Larry is also a long-term Saint John Ambulance (SJA) volunteer and a bike squad officer for the past three years. He took a course last year and will now teach a SJA bike course this fall. He participated in 25 SJA bike patrol duties this year including the MEC run, Times Colonist 10K run, Goodlife Fitness Marathon and Woman for Warriors.
The experience of wearing many hats at once with SJA, SEP, CRERCC and encouraging others to follow the cross-training has been a great asset to the Greater Victoria Region for many volunteer events involving amateur radio communications. The link between SJA, emergency programs and BCAS have provided the opportunity to work together with emergency services to provide more timely medical call response times in many marathons and large public events. Larry often dispatches at the BCAS center alongside BCAS and Amateur Radio dispatchers for these large coordinated events.
In December, Larry was recognized for 25 years of service with Saanich COMMS. Throughout those years there has been many changes to technology with Larry as active participant.
Andrew Spray - Lifetime Achievement (Search and Rescue)
Andrew first became involved with the Provincial Emergency Program in 1977 in his third year as a faculty member at Lester B. Pearson United World College of the Pacific. Pearson College placed a strong emphasis on community service and challenging outdoor activities and one of the major components of their program that combined both aims was Search and Rescue, Land Rescue being the name of the program he joined.
Andrew had quite a lot of relevant experience through many years in the Scouting movement.
As part of Pearson College Land Rescue, Andrew spent a lot of time on cliff rescue and carried out a number of technical rescues in the Goldstream Park/Mount Finlayson area, as well as leading a number of missing person searches on lower Vancouver Island. In 1984, he attended the first Search Management course and has maintained that qualification since. He also attended a number of technical rescue seminars in Penticton.
When the District of Metchosin, where Pearson College is located, incorporated as a municipality in 1986, Andrew approached the Emergency Program Coordinator and suggested forming the Metchosin Search and Rescue. By forming MSAR, year round coverage would be provided, though Land Rescue at Pearson College would continue to exist. MSAR came into existence around 1988 with initially 10 members.
During this same period, Andrew was asked by PEP to prepare a new manual for ground search and rescue. That manual came into existence in 1989 and though heavily revised since, there are still some parts of it in the recently issued third or fourth edition of the manual and course.

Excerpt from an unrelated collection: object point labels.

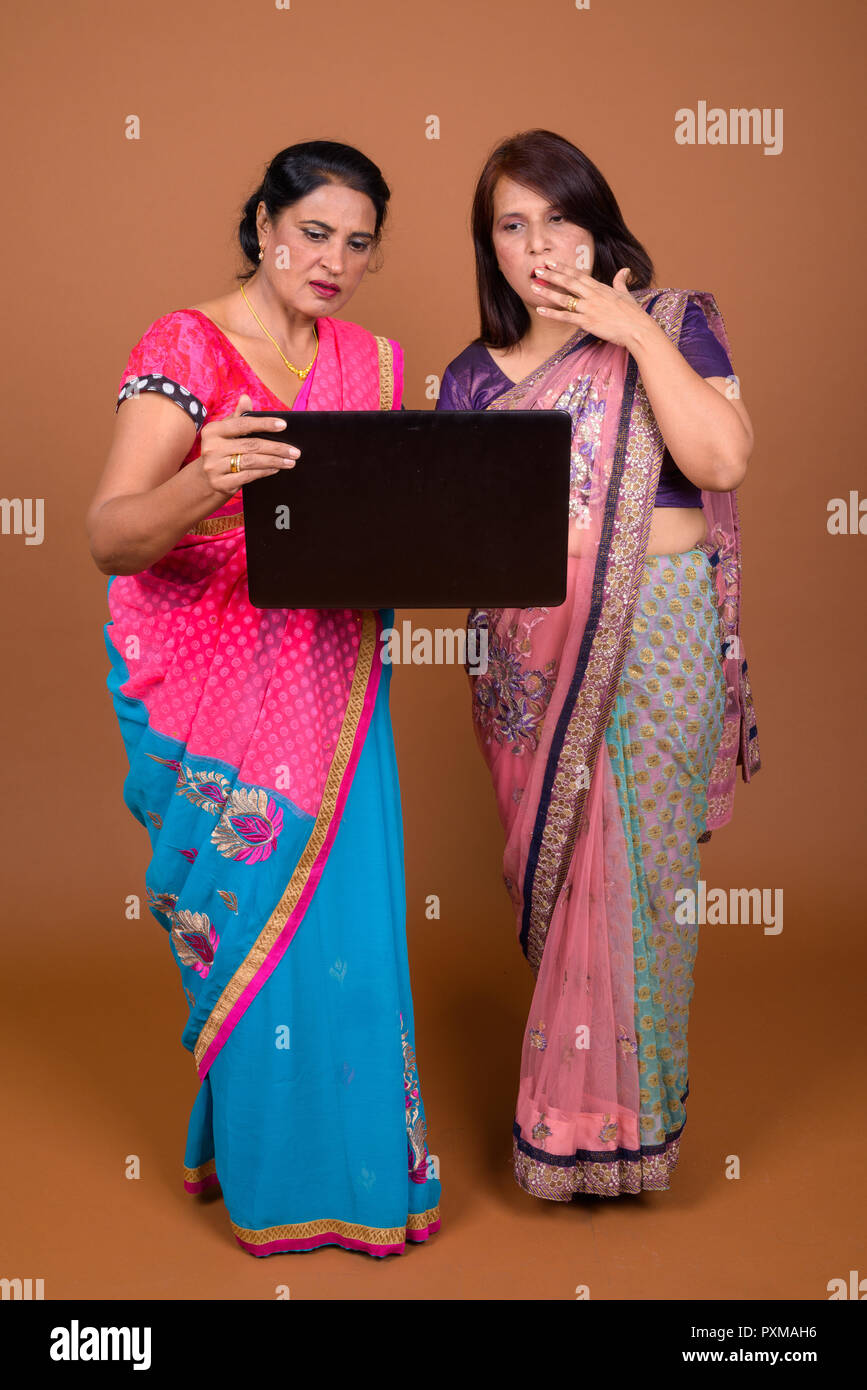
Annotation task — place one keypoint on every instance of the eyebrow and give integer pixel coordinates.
(314, 221)
(555, 206)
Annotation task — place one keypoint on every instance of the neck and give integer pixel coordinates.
(291, 327)
(545, 335)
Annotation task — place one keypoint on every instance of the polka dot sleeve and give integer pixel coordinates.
(177, 359)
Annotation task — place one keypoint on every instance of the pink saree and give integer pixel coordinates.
(606, 779)
(261, 765)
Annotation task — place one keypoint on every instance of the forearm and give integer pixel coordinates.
(131, 533)
(702, 430)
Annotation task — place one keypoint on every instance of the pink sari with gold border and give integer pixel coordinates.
(541, 716)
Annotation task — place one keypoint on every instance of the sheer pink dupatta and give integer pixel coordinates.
(578, 1090)
(541, 712)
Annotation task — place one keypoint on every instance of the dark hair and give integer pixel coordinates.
(571, 182)
(299, 170)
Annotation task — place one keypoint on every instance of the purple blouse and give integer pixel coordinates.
(473, 380)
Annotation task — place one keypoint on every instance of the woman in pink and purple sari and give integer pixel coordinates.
(260, 744)
(612, 724)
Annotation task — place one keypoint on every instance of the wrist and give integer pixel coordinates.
(645, 335)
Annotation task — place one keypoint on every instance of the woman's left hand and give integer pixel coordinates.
(607, 312)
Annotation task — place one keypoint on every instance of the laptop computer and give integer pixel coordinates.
(413, 509)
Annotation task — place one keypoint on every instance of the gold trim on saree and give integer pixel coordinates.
(197, 1175)
(267, 938)
(639, 439)
(371, 1235)
(216, 526)
(559, 1183)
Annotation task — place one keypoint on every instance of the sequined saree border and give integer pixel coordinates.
(275, 925)
(195, 1179)
(350, 1235)
(599, 1173)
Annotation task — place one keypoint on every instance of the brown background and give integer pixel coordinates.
(102, 236)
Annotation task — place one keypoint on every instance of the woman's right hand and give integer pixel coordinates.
(259, 458)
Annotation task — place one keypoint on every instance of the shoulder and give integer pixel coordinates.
(684, 313)
(467, 359)
(184, 335)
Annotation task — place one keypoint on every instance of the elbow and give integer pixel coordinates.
(728, 469)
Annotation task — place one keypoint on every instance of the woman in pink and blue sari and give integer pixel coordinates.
(612, 724)
(260, 744)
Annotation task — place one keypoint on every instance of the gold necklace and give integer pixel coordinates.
(299, 371)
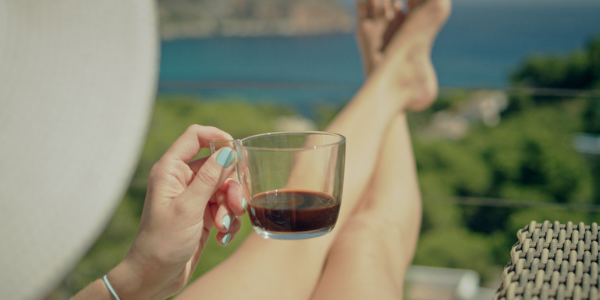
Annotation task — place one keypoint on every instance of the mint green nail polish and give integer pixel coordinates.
(226, 238)
(226, 222)
(225, 157)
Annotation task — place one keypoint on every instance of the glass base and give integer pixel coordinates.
(291, 235)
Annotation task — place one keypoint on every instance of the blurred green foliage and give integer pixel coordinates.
(527, 158)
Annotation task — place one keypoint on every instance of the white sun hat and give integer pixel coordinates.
(77, 86)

By the early 90s, the abilities of MSAR members had surpassed those of Pearson College Land Rescue and Pearson College disappeared from the SAR scen,e though continued with a strong outdoor program. About that time, Andrew served three years as the SAR Advisory Board representative for South Vancouver Island. Gradually, the number of SAR incidents in which MSAR was involved increased as did the membership, the callouts rising in recent years to between 20 and 30 incidents a year. Andrew has maintained his involvement since 1977, as well as participating in many SAR tasks and heavily involved in training new members. The advent of cell phones and GPS unit, and more recently drones, has had very positive effects on SAR but helping people in difficulty together with working with his SAR colleagues remains a source of great satisfaction in Andrew's life.